Several major packaged goods companies have announced clean label changes and revamped formulations transparently. The Kellogg Company, Campbell’s, and Mondelez International have reformulated products to eliminate artificial colors and flavors. Nestlé has reformulated 6,500- plus products for better health and nutrition in the past 10 years.
The most obvious and common perception of clean label is reduced number of ingredients, especially those with long, unfamiliar, or difficult-to-pronounce names, those perceived to be artificial or synthetic, and those that serve no obvious nutritional or functional benefit. Simplified ingredient lists highlight the absence of synthetic ingredients for coloring, flavoring, sweetening, and processing, and tout transparency around sourcing practices.
Communication framing matters. The growing interest in understanding ingredients and preferring certain ingredients over others may be attributed to healthy eating motivations, concern for the environment or sustainability, impact of supply chain practices, preference for local food, or avoidance of risks. Food choice is driven by numerous aspects of food quality; which of these are most salient when a consumer scrutinizes a product’s ingredient list depends on the accompanying information and circumstances.
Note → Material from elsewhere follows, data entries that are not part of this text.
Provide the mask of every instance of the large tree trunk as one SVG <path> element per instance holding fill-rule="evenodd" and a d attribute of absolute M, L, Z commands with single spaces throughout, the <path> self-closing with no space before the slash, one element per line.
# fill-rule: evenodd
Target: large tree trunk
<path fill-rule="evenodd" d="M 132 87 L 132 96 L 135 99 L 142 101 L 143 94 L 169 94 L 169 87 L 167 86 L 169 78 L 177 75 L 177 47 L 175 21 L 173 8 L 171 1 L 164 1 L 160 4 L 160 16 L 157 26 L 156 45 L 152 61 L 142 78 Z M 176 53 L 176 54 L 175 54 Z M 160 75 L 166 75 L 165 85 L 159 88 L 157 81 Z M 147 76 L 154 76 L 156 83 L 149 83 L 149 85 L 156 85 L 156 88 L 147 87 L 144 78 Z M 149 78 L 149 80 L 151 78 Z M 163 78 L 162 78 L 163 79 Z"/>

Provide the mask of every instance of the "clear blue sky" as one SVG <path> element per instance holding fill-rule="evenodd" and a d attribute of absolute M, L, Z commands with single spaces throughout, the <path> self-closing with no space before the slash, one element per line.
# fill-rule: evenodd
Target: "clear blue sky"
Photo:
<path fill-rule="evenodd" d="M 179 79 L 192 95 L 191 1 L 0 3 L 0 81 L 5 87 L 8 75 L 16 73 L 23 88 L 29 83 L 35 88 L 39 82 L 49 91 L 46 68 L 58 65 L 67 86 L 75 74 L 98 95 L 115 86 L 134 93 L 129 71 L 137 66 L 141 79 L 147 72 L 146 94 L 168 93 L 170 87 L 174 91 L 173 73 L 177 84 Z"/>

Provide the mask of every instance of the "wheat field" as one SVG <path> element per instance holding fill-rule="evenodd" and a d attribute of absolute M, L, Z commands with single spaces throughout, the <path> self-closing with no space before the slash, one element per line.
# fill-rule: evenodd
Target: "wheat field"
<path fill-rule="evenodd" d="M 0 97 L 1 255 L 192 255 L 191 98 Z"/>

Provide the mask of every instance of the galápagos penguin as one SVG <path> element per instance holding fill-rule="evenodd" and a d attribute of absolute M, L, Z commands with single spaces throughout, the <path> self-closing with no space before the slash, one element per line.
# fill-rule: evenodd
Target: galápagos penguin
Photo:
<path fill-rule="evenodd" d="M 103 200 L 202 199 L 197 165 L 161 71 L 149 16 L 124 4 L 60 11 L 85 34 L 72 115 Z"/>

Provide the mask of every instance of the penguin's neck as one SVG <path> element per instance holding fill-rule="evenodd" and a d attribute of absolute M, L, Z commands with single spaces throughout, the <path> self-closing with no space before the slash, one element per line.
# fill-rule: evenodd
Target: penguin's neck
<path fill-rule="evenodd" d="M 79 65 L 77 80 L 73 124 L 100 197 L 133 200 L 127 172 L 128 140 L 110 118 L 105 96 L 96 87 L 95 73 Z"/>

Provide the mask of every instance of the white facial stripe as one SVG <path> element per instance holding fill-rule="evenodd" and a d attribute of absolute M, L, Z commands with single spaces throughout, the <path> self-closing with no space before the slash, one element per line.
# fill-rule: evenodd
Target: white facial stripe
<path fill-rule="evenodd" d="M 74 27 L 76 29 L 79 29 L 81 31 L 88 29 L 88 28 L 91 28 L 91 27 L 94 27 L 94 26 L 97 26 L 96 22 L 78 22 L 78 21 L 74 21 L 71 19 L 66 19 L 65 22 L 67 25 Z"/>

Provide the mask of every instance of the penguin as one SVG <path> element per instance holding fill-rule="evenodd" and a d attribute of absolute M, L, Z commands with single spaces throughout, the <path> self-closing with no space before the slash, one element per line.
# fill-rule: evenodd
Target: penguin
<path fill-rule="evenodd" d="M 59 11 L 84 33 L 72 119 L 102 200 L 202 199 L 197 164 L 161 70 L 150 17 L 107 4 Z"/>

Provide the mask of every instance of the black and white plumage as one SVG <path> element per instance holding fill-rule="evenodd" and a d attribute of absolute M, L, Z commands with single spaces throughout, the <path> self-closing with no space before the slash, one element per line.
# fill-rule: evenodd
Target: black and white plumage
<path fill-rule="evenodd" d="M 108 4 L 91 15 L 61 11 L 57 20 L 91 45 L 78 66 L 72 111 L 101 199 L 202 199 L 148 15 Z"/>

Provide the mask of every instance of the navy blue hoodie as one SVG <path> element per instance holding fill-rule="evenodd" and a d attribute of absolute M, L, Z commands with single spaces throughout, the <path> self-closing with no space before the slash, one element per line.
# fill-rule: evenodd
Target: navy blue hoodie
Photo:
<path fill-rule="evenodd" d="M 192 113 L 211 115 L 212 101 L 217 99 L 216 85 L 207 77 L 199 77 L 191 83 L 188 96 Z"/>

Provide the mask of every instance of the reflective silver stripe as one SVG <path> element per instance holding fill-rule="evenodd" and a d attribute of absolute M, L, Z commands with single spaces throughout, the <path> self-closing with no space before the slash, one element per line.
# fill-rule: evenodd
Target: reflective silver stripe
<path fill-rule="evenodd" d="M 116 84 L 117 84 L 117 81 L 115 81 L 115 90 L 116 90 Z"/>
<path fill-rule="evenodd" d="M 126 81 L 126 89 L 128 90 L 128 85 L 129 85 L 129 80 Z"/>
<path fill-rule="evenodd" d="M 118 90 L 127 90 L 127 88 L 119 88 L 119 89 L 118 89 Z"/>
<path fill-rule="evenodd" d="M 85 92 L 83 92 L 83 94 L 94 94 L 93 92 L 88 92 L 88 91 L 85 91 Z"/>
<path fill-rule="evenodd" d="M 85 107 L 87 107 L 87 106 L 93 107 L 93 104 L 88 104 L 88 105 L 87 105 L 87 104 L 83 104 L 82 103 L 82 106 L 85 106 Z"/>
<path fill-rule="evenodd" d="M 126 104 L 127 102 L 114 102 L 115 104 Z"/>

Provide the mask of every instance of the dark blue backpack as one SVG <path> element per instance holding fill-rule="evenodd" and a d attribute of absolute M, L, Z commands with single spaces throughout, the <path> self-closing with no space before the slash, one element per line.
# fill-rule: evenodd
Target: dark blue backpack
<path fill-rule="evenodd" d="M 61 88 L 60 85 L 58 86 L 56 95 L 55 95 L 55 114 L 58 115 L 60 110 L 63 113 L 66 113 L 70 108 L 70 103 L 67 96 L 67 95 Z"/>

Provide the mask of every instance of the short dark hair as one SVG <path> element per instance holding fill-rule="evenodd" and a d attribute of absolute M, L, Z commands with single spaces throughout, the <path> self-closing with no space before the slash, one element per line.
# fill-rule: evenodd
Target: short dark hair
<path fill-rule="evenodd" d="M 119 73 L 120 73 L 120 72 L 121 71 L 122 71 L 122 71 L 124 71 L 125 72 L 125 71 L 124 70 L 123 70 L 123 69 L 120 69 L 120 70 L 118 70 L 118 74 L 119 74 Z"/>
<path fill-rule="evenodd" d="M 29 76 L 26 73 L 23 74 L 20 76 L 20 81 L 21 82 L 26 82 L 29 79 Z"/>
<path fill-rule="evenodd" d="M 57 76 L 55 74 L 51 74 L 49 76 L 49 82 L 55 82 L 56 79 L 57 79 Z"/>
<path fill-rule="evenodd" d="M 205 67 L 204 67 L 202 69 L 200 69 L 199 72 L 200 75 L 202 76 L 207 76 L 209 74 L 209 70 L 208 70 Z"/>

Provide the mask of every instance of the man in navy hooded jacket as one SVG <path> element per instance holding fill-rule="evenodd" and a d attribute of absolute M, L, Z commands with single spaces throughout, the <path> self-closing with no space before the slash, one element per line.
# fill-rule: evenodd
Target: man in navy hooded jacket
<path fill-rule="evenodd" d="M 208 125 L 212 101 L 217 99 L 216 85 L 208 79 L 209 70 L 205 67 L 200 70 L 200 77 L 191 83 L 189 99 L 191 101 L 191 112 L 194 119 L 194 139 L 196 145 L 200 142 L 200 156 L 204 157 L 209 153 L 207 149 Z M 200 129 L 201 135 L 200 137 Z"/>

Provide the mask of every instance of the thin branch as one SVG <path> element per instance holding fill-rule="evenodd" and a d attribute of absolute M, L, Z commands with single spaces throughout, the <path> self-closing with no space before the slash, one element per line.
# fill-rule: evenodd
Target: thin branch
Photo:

The context in which the ingredient list is presented is crucially relevant because it guides the consumer or shopper to process the information, assess the production, and evaluate whether the product is clean and resonant with their values. Changing the context jars the assessment and the evaluation. The same ingredient presented on differently positioned food products can lead to a different understanding of the role of the ingredient and consequently to a different categorization of the ingredient and a different attitude toward the ingredient. For example, the healthfulness of a product is more favorably received when embedded in claims of naturalness and presented at points of purchase that are in line with naturalness, such as a farmers market or a health-food store versus a quick-service restaurant.
Ultimately, what companies need to take into consideration is what consumers find acceptable. If consumers are educated on what matters most, they will make food purchases wisely to avoid the untenable consequences of a poor diet. Clean label is a call to the food industry to invest in educating itself and consumers on what matters most in food matters. Ideally, ethical and pragmatic considerations, rather than fearmongering, will increasingly shape how we eat.